On today’s date in 1928, Gordie Howe was born in a farmhouse in Floral, Sask., where he would grow up with eight siblings.
The Howes moved to Saskatoon nine days later, and young Gordie worked construction alongside his father in the summer. He began playing organized hockey at age eight, during the Great Depression, before leaving Saskatoon at age 16 to pursue a hockey career. An ambidextrous player, he was invited to join the Detroit Red Wings in Windsor, Ont., after being noticed by a scout in 1944.
Howe would later play for the Red Wings and Hartford Whalers, both of the National Hockey League (NHL), and the Houston Aeros and New England Whalers in the World Hockey Association. A four-time Stanley Cup champion with the Red Wings, he won six Hart Trophies as the league’s most valuable player and six Art Ross Trophies as the leading scorer.
Howe was also the only player to compete in the NHL in six different decades – from the 1940s through the 1980s and once again in 1997 – and was the inaugural recipient of the NHL Lifetime Achievement Award in 2008.
Howe was one of six legendary Canadian hockey players featured on a six-stamp souvenir sheet commemorating the 50th NHL All-Star Game, held in Toronto on Feb. 6, 2000.
Issued by Canada Post, each 46-cent stamp measures 42 millimetres by 42 millimetres while the souvenir sheet measures 160 millimetres by 204 millimetres.
Printed on Tullis Russell Coatings paper, the sheet also features Wayne Gretzky, Maurice Richard, Doug Harvey, Bobby Orr and Jacques Plante.
Combining canvas illustration and computer design, artists Dan Fell and Vincent McIndoe designed the stamps, which feature action vignettes depicting the players on the spotlighted ice surface. The all-star logo is flanked by vignettes of the silhouettes of Maple Leaf Gardens and the Air Canada Centre—the site of the first and 50th NHL All-Star Game, respectively.

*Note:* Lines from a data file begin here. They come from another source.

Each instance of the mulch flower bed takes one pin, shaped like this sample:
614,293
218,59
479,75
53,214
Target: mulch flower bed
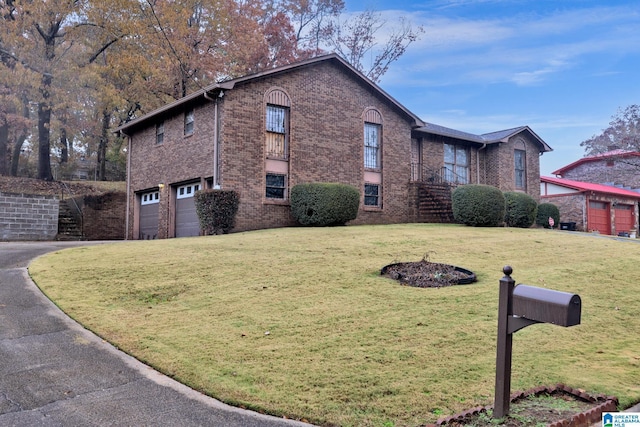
426,274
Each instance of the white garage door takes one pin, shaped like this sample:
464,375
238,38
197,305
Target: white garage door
187,223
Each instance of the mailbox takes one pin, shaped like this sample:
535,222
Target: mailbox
546,305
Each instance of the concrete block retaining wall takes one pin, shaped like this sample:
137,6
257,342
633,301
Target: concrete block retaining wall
28,217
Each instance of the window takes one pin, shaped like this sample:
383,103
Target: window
188,190
371,195
276,186
520,169
456,164
277,123
150,198
160,133
371,146
188,122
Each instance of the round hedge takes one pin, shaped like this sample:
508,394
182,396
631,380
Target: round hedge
520,209
546,211
478,205
324,204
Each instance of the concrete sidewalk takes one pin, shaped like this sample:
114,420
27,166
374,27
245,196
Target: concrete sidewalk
53,372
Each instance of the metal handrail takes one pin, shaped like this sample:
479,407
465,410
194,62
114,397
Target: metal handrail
418,173
80,215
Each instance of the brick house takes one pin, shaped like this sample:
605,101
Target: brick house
319,120
616,167
593,207
596,192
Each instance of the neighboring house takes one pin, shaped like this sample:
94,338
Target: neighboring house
615,167
319,120
593,207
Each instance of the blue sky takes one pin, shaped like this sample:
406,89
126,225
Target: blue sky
562,67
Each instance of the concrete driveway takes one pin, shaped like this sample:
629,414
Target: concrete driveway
53,372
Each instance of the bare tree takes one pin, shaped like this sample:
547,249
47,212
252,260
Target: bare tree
358,38
623,133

Each star in the row of five along the bottom of the souvenir sheet symbolizes 10 years of All-Star match-ups.
“The challenge in this set was to convey both the excitement and the history of one of Canada’s national sports,” said Fell.
More recently, Canada Post unveiled its final instalment of the five-year NHL stamp collection at the Hockey Hall of Fame in Toronto. Alongside Howe, the 2017 “Canadian Hockey Legends” issue includes Gretzky; Orr; Richard; Jean Béliveau; and Mario Lemieux.
As a group, the all-star lineup scored more than 9,500 points in almost 7,000 regular-season games and won 40 Stanley Cups – 30 as players and another 10 as management – plus more than 80 individual awards.
Designed by Avi Dunkelman and Joe Gault, of the Toronto-based Mix Design Group, each new Canadian Hockey Legends stamp features a head-and-shoulders image of the respective uniformed player with an image of the Stanley Cup in the background.
Hockey card souvenir sheets showing the players holding the Cup were only available in packs of six—much like hockey cards.
“These players really changed the game of hockey forever. They’re some of the biggest stars the world of sports has ever seen, and they take centre stage in the final instalment of Canada Post’s five-year NHL stamp series,” said TSN hockey analyst James Duthie, who served as the emcee for the 2017 unveiling.
Each stamp measures 40 millimetres by 32 millimetres with simulated perforations and was printed by Lowe-Martin on Tullis Russell paper using seven-colour lithography.
On Oct. 26, 2014, Howe suffered a major stroke. He died two years later, on June 10, 2016. He was 88.